To support polymorphic symbolical identification several environments will be needed. The same name may be located concurrently in several environments and point to diverse objects.

However, symbolic navigation between these environments is needed. Before approaching the problem of the syntax to be implemented and of its very implementation, we have to point out which structural relations are going to be established between environments.

Since the environment has first to be symbolically identified to gain access to its global variables, it has to be a global variable in another environment. Obviously, Smalltalk will be the first environment from which the navigation begins. From Smalltalk some of the existing environments may be seen. From these environments other sub-environments may be seen, etc. This means that environments represent nodes in a graph where symbolic identifications from one environment to another one represent branches.

However, the symbolic identification should be unambiguous although it will be polymorphic. This is why we should avoid cycles in the environment graph. Cycles in the graph could cause also other problems in the implementation, e.g. unability to use recursive algorithms. This is why in general the environments build a directed acyclic graph(3).

Let us call the partial ordering relation which occurs between the two environments to be inheritance. Sub-environments inherits from their super-environments.

Not only that "inheritance" is the standard term for the partial ordering relation in the lattice theory but the feature of inheritance in the meaning of object-orientation is associated with this relation. This means that all associations of the super-environment are valid also in its sub-environments unless they are locally redefined in the sub-environment.

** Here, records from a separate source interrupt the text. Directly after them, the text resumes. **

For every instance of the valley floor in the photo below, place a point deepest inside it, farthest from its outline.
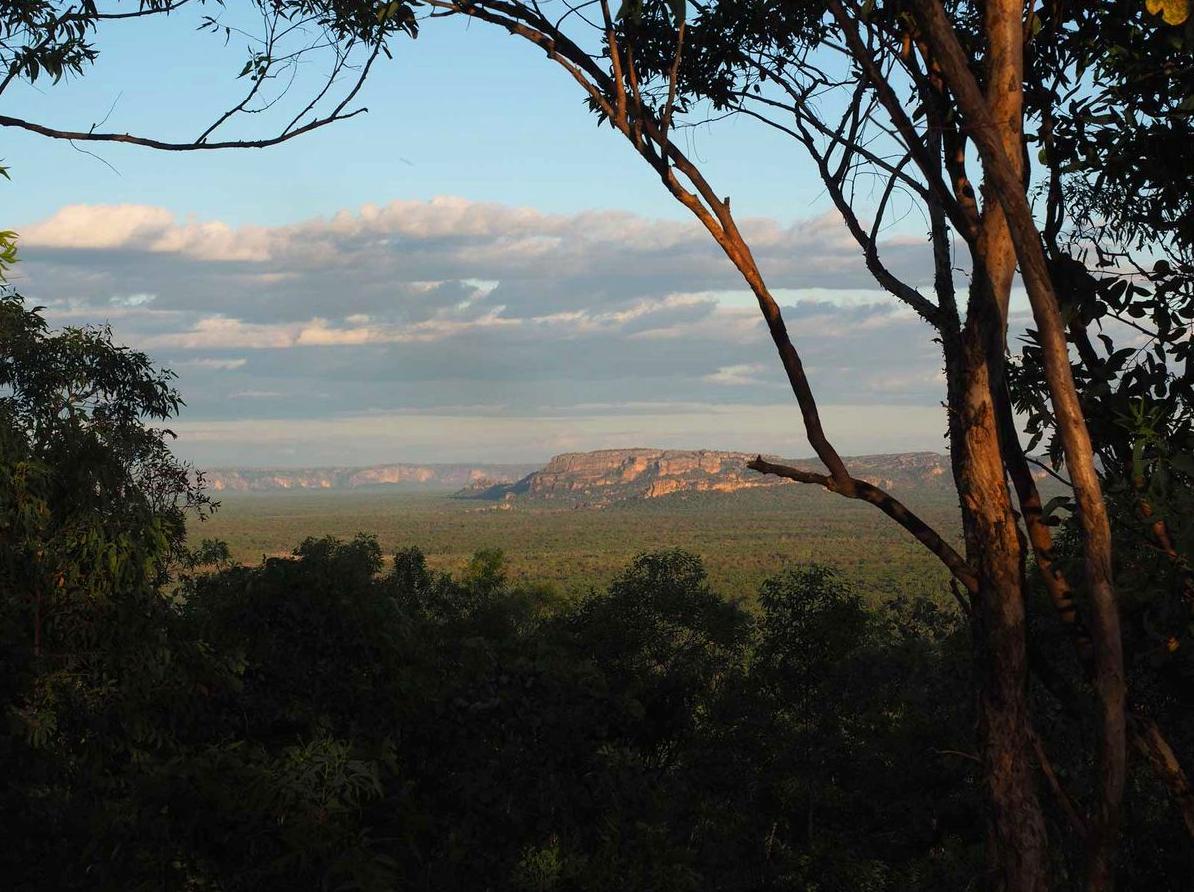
(743, 536)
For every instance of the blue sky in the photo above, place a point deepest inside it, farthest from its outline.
(471, 271)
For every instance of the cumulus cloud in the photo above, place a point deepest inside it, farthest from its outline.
(414, 306)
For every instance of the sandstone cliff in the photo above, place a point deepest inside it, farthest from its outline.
(611, 475)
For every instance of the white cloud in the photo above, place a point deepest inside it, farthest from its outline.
(416, 306)
(737, 375)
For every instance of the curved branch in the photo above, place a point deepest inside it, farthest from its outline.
(162, 145)
(886, 503)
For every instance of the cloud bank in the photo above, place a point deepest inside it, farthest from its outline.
(460, 330)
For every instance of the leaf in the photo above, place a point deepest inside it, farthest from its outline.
(1174, 12)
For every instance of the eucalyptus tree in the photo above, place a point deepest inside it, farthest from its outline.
(305, 62)
(918, 96)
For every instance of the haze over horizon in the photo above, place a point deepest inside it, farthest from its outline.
(357, 309)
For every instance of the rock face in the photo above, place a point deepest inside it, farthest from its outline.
(413, 477)
(611, 475)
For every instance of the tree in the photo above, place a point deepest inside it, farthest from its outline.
(965, 72)
(287, 42)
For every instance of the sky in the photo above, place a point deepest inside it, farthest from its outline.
(472, 271)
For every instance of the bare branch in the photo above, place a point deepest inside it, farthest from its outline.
(886, 503)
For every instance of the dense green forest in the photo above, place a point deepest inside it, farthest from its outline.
(356, 717)
(743, 537)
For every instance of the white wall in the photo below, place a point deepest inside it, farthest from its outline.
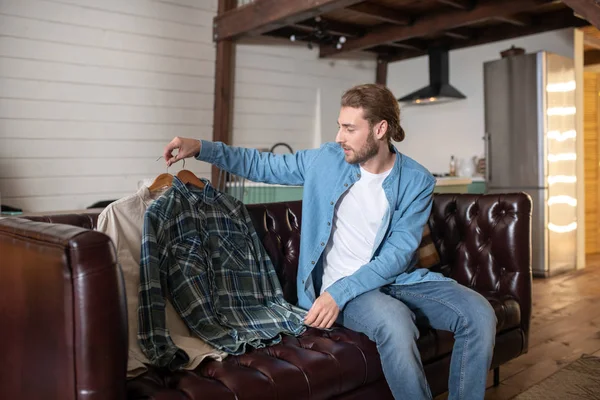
(435, 132)
(286, 94)
(90, 93)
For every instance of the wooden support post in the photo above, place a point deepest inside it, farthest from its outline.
(588, 9)
(224, 84)
(381, 75)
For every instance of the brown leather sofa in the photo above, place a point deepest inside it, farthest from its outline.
(64, 325)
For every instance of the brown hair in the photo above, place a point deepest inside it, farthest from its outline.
(378, 104)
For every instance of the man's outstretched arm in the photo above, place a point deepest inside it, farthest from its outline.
(286, 169)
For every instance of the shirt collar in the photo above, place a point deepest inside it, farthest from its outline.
(194, 194)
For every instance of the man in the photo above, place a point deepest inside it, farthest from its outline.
(364, 209)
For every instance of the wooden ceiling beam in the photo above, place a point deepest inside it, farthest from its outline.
(435, 23)
(382, 13)
(518, 20)
(262, 16)
(461, 34)
(460, 4)
(408, 46)
(553, 21)
(333, 27)
(591, 57)
(588, 9)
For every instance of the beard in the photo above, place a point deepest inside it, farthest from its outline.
(365, 153)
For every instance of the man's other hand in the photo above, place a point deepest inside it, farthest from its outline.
(323, 312)
(186, 148)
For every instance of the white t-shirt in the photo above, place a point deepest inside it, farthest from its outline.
(356, 219)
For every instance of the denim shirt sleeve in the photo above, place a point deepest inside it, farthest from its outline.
(397, 250)
(282, 169)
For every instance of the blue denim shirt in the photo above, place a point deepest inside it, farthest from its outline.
(326, 175)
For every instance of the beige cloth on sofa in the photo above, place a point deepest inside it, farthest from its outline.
(122, 221)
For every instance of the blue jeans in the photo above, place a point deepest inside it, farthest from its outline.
(389, 316)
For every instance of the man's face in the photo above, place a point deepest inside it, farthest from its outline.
(355, 136)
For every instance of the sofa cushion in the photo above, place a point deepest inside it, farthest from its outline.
(427, 254)
(319, 364)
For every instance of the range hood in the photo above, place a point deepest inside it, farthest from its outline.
(439, 89)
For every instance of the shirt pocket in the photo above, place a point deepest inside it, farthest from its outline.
(234, 252)
(191, 256)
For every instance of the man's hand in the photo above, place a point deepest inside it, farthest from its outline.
(323, 313)
(187, 148)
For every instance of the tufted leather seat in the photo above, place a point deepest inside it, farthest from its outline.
(484, 243)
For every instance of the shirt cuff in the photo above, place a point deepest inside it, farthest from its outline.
(207, 149)
(340, 292)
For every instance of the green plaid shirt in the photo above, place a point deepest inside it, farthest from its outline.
(199, 247)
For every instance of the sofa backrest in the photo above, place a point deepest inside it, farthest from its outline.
(62, 306)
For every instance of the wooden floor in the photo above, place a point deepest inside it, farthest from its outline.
(565, 324)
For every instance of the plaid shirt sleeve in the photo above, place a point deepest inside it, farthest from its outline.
(153, 336)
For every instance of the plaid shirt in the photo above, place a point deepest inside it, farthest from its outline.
(200, 248)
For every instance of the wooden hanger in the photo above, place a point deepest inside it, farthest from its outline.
(161, 181)
(187, 176)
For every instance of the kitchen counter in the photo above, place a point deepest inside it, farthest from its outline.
(453, 181)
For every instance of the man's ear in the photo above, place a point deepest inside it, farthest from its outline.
(381, 129)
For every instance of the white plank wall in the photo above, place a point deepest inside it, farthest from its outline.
(90, 93)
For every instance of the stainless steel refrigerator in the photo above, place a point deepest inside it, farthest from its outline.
(530, 144)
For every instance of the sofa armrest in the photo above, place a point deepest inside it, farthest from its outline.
(485, 243)
(62, 304)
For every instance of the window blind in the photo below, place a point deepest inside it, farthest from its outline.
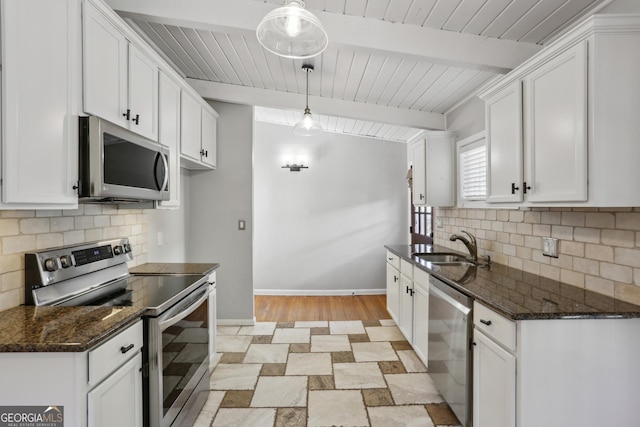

A super-environment includes all its sub-enviroments as associations under their names. The sub-environment includes its super-environment under the symbol #Super. Most environments inherit from Smalltalk, the standard root environment, but they are not required to do so; this is similar to how most classes derive from Object, yet one can derive a class directly from nil. Since they all inherit from Smalltalk all global variables defined in it, it is not necessary to define a special global variable pointing to root in each environment.

The inheritance links to the super-environments are used in the lookup for a potentially inherited global variable. This includes lookups by a compiler searching for a variable and lookups via methods such as #at: and #includesKey:.